Translocal Lives

Refugee settlement, place-making and digital technologies in Rotterdam and Amsterdam

What are we studying?

The Translocal Lives Research Project aims to identify the various ways in which refugee migrants use technologies for creating a sense of place. It also delves into the opportunities and challenges afforded by digital responses to refugee settlement in the cities of Amsterdam and Rotterdam.

How do we conduct our research?

Refugees lose an important part of their identities after displacement. Yet, we don’t know how they are managing to cope with this loss and navigate new realities and expectations of life in their host country. This project explored the potential of participatory video to examine issues of belonging, identities, aspirations, sociabilities, and well-being. Specifically, we co-designed the Digital Place-makers program, a 7-week filmmaking course that involved 11 refugees from Syria, Iran, Turkey, Pakistan, and Eritrea in the production of audio-visual narratives (short films) about the challenges and opportunities identified by them during the process of place-making in the Netherlands. 

How does our research make an impact? 

The findings from the project informed the co-creation of 11 films with the participants, a digital handbook as a field guide to Participatory Video workshops, as well as two scientific articles (under review) providing new theoretical, methodological and empirical insights as well as policy recommendations regarding technology access, use and provision for refugees across Dutch cities.

Project outputs 

During the project, 11 films were co-produced with the participants of the Digital Place-makers program: a filmmaking course that rely on Participatory Video as the main methodology to train participants in basic editing and story-telling. Throughout the films, participants explore the topic of place-making and belonging in the Dutch society (see the posters below).

The films and documentary are also available to watch online through the website of the project. As an outcome of the Digital Place-makers program, we designed a field guide on Participatory Video methodologies with practical activities for anyone wishing to conduct similar projects in the context of digital technologies.
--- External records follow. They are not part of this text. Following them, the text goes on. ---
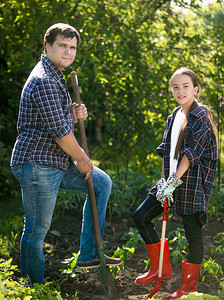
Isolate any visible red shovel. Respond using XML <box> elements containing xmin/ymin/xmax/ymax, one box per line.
<box><xmin>144</xmin><ymin>200</ymin><xmax>167</xmax><ymax>300</ymax></box>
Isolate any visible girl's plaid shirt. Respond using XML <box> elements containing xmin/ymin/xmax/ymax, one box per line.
<box><xmin>150</xmin><ymin>106</ymin><xmax>217</xmax><ymax>223</ymax></box>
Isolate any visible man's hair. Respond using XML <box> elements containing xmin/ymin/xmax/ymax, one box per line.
<box><xmin>44</xmin><ymin>23</ymin><xmax>81</xmax><ymax>52</ymax></box>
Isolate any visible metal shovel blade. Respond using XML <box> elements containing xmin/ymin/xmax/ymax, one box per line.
<box><xmin>144</xmin><ymin>277</ymin><xmax>162</xmax><ymax>300</ymax></box>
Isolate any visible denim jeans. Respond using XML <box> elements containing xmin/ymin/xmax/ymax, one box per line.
<box><xmin>133</xmin><ymin>195</ymin><xmax>204</xmax><ymax>264</ymax></box>
<box><xmin>12</xmin><ymin>162</ymin><xmax>112</xmax><ymax>284</ymax></box>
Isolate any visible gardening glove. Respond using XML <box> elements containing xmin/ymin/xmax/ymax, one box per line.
<box><xmin>156</xmin><ymin>178</ymin><xmax>166</xmax><ymax>203</ymax></box>
<box><xmin>161</xmin><ymin>174</ymin><xmax>183</xmax><ymax>206</ymax></box>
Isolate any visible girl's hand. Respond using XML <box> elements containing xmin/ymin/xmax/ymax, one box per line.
<box><xmin>72</xmin><ymin>102</ymin><xmax>88</xmax><ymax>124</ymax></box>
<box><xmin>156</xmin><ymin>178</ymin><xmax>166</xmax><ymax>203</ymax></box>
<box><xmin>161</xmin><ymin>174</ymin><xmax>183</xmax><ymax>206</ymax></box>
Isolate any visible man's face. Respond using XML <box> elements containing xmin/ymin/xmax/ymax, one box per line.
<box><xmin>46</xmin><ymin>35</ymin><xmax>77</xmax><ymax>71</ymax></box>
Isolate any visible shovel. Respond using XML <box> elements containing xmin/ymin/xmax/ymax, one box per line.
<box><xmin>71</xmin><ymin>71</ymin><xmax>113</xmax><ymax>299</ymax></box>
<box><xmin>144</xmin><ymin>200</ymin><xmax>167</xmax><ymax>300</ymax></box>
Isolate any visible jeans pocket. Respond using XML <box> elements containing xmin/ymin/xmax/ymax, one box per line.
<box><xmin>12</xmin><ymin>167</ymin><xmax>23</xmax><ymax>186</ymax></box>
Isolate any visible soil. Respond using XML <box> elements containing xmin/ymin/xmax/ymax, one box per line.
<box><xmin>16</xmin><ymin>211</ymin><xmax>224</xmax><ymax>300</ymax></box>
<box><xmin>11</xmin><ymin>206</ymin><xmax>224</xmax><ymax>300</ymax></box>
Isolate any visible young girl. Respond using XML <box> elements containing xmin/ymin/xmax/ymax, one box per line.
<box><xmin>134</xmin><ymin>68</ymin><xmax>217</xmax><ymax>299</ymax></box>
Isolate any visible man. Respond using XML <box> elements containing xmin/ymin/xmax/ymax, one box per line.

More information about the films, the field guide and two papers (under review) can be found in the document below. 

  • Dr. Amanda Alencar (project lead)

    is a digital migration scholar specialized in the study of media and social media in Europe and Latin America, with a focus on how communication technologies are shaping mobility and sociocultural integration processes of (forced) migrants.
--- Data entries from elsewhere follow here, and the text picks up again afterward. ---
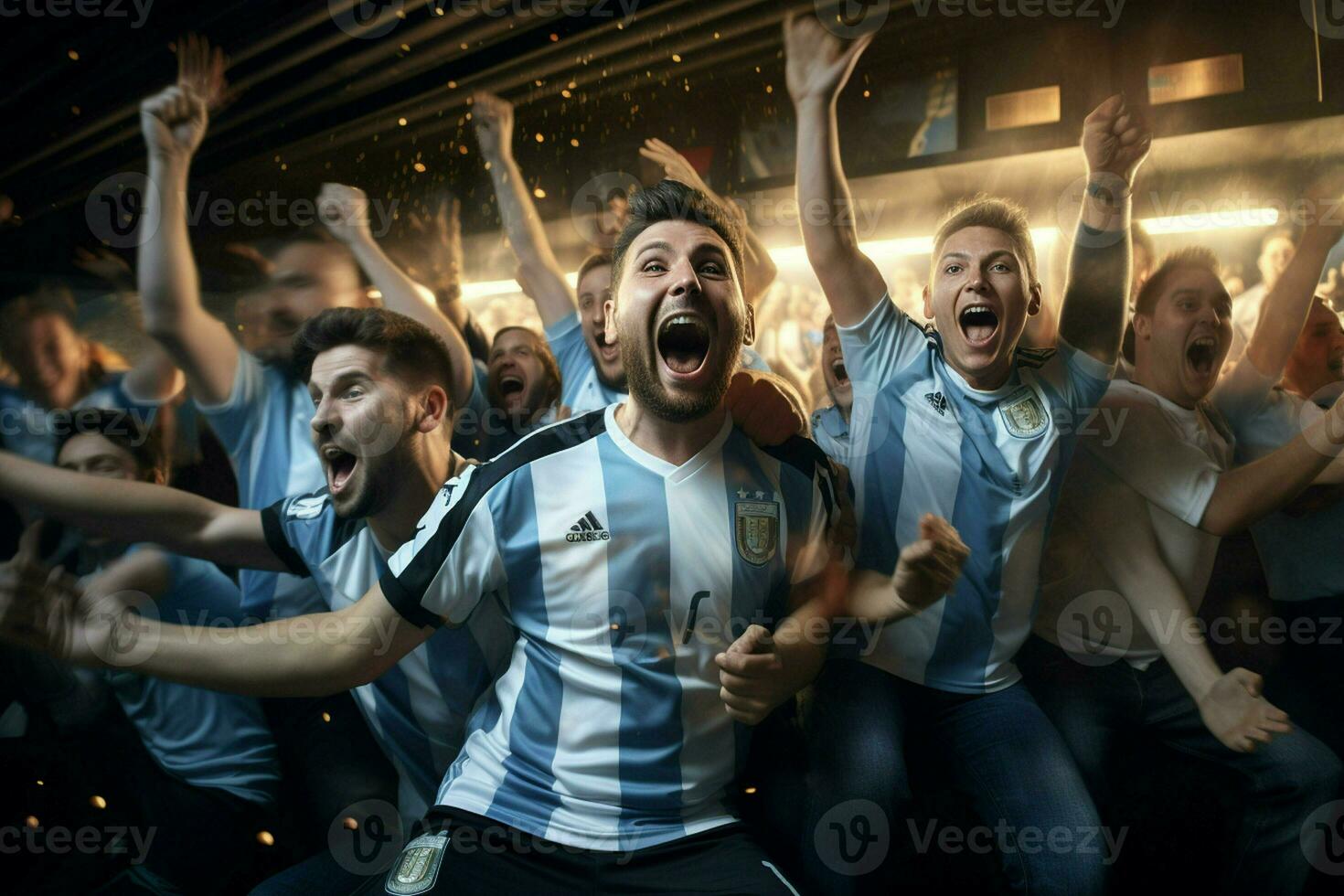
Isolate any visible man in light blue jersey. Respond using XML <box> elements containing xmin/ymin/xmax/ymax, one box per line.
<box><xmin>8</xmin><ymin>410</ymin><xmax>280</xmax><ymax>893</ymax></box>
<box><xmin>472</xmin><ymin>92</ymin><xmax>775</xmax><ymax>414</ymax></box>
<box><xmin>784</xmin><ymin>10</ymin><xmax>1150</xmax><ymax>895</ymax></box>
<box><xmin>0</xmin><ymin>309</ymin><xmax>514</xmax><ymax>893</ymax></box>
<box><xmin>0</xmin><ymin>181</ymin><xmax>964</xmax><ymax>893</ymax></box>
<box><xmin>812</xmin><ymin>315</ymin><xmax>853</xmax><ymax>464</ymax></box>
<box><xmin>137</xmin><ymin>86</ymin><xmax>480</xmax><ymax>852</ymax></box>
  • Camila Sarria Sanz (project researcher)

    is a communication designer from Bogota, Colombia, and holds a master's degree in Media, Culture, and Society from Erasmus University Rotterdam, The Netherlands. She is passionate about the intersection between education, social entrepreneurship, forced migration, and communication technologies. 
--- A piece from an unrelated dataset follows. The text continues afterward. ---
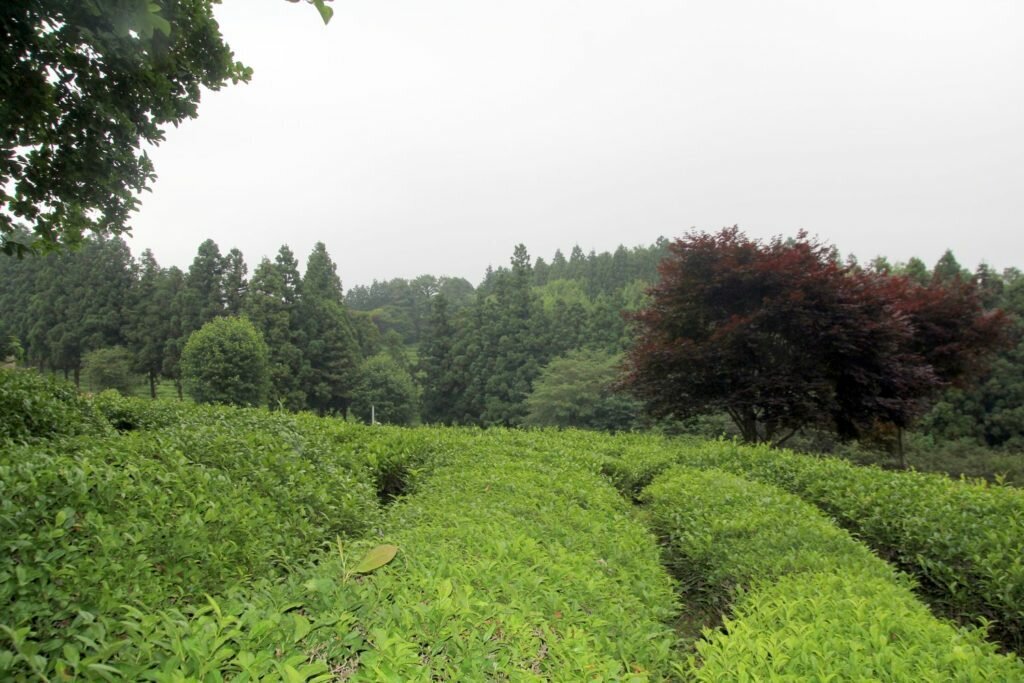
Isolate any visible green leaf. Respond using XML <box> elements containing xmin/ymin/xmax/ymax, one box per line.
<box><xmin>313</xmin><ymin>0</ymin><xmax>334</xmax><ymax>24</ymax></box>
<box><xmin>313</xmin><ymin>0</ymin><xmax>334</xmax><ymax>24</ymax></box>
<box><xmin>352</xmin><ymin>545</ymin><xmax>398</xmax><ymax>573</ymax></box>
<box><xmin>292</xmin><ymin>614</ymin><xmax>313</xmax><ymax>643</ymax></box>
  • Emma Verhoeven (media artist)

    is a designer and media artist based in Rotterdam. She makes playful installations, videos and digital illustrations, which often pose questions about consumerism, identity, and technology. 

  • Jaber Mawazini (research advisor and assistant)

    received a Master of Arts, Cultural Sociology from Erasmus University Rotterdam. His master thesis focused on two pillars: first, it addressed social inequalities on the basis of class and race-ethnicity in (cultural) consumption. Second, it interpreted the cultural practices of Syrian refugees through analyzing their food habits and music in the Netherlands.